Aku sangat bersyukur bertemu dengan orang-orang seperti ini, dari mereka aku memperoleh banyak hal. Pengetahuanku bertambah pesat, ketrampilanku menjadi terasah, dan yang terpenting aku telah ditempa sebagai seorang coal geologist sejati. Ketiga orang ini telah memberi warna dalam kepribadianku dalam memandang pekerjaan coal geologist, dan mereka ini selalu mengajarkanku tentang kebaikan, agama terutama. Pak Ady selalu marah ketika tahu aku tidak sholat, bahkan mas Rochman akan marah apabila aku sedang belajar kemudian aku lupa untuk menunaikan kewajibanku sebagai muslim, meski ia seorang protestan.

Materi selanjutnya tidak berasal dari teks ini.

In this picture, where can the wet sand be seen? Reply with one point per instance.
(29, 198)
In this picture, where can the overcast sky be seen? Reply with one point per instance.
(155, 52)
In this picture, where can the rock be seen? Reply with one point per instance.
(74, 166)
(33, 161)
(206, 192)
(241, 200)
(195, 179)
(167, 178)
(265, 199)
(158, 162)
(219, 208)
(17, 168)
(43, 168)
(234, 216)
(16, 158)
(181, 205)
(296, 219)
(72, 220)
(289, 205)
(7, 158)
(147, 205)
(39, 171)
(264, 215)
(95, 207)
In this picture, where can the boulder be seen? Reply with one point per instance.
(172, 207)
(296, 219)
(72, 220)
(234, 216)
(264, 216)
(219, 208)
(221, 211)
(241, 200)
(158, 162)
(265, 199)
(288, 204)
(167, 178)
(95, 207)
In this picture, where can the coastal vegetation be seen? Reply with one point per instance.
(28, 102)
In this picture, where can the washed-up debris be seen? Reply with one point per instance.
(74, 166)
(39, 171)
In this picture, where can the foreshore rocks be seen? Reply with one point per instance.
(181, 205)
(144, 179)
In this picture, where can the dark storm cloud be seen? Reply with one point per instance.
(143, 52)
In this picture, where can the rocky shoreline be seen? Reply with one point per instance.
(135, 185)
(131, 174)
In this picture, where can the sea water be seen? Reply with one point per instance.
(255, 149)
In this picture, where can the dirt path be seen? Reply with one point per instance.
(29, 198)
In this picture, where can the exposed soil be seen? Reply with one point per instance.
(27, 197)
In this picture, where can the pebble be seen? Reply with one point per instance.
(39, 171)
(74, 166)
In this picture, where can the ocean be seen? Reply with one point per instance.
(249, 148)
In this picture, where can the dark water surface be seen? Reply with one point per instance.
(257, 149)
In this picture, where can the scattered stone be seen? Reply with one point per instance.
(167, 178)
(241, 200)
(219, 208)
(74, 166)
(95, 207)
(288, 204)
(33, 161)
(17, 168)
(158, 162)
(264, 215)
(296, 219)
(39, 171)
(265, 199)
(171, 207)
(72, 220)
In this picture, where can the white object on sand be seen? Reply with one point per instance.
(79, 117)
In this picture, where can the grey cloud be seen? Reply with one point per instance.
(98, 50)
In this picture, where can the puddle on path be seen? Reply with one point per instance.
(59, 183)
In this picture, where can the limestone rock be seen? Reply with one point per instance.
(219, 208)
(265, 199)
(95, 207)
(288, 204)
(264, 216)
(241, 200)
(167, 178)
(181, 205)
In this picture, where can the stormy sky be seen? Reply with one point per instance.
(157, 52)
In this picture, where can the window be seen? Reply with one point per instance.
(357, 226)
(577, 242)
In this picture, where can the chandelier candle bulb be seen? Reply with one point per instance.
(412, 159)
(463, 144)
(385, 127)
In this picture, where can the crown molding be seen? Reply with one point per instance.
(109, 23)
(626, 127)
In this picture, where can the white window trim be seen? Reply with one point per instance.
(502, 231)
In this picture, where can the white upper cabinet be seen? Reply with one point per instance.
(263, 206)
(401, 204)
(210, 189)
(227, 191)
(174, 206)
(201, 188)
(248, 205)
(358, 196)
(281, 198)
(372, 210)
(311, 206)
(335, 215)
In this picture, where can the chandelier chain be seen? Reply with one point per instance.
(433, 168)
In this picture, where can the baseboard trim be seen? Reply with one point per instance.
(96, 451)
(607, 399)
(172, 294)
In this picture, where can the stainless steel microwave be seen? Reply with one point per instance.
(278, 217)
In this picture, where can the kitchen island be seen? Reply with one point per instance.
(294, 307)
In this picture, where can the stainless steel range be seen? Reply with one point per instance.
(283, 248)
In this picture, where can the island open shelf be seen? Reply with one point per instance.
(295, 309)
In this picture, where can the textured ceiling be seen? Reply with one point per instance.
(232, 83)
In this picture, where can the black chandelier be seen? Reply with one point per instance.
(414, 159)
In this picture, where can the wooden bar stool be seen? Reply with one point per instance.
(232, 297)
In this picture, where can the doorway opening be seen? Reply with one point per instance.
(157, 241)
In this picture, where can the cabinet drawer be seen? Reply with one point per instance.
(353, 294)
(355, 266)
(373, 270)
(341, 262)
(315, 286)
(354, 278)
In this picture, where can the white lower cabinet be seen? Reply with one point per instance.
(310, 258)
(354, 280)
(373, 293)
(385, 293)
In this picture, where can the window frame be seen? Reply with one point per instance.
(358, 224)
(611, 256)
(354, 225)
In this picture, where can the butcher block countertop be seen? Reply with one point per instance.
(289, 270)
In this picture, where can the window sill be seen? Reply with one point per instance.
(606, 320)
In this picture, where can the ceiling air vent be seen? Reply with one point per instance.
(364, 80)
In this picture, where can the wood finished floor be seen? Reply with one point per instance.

Diawal aku bekerja disini aku sangat menyesal, sedih, dan tak kuat. Namun kini ketika proyek ini telah usai, aku menjadi sosok yang paling bersykur, bahagia, dan kuat secara fisik maupun mental. Benar-benar Dia telah menunjukan KebesaranNya, kasih sayangNya, dan keberadaanNya.
Buatku, pengalaman bekerja disini lebih dari pengalaman bekerja, tetapi juga pengalaman spiritual, dimana Dia selalu menjawab doa setiap hambaNya. Apapun keadaanku saat berdoa, Kapanpun aku berdoa, dan Bagaimanapun saat aku berdoa. Dia Maha Besar, Dia Maha Kasih, dan Dia Maha Pemurah.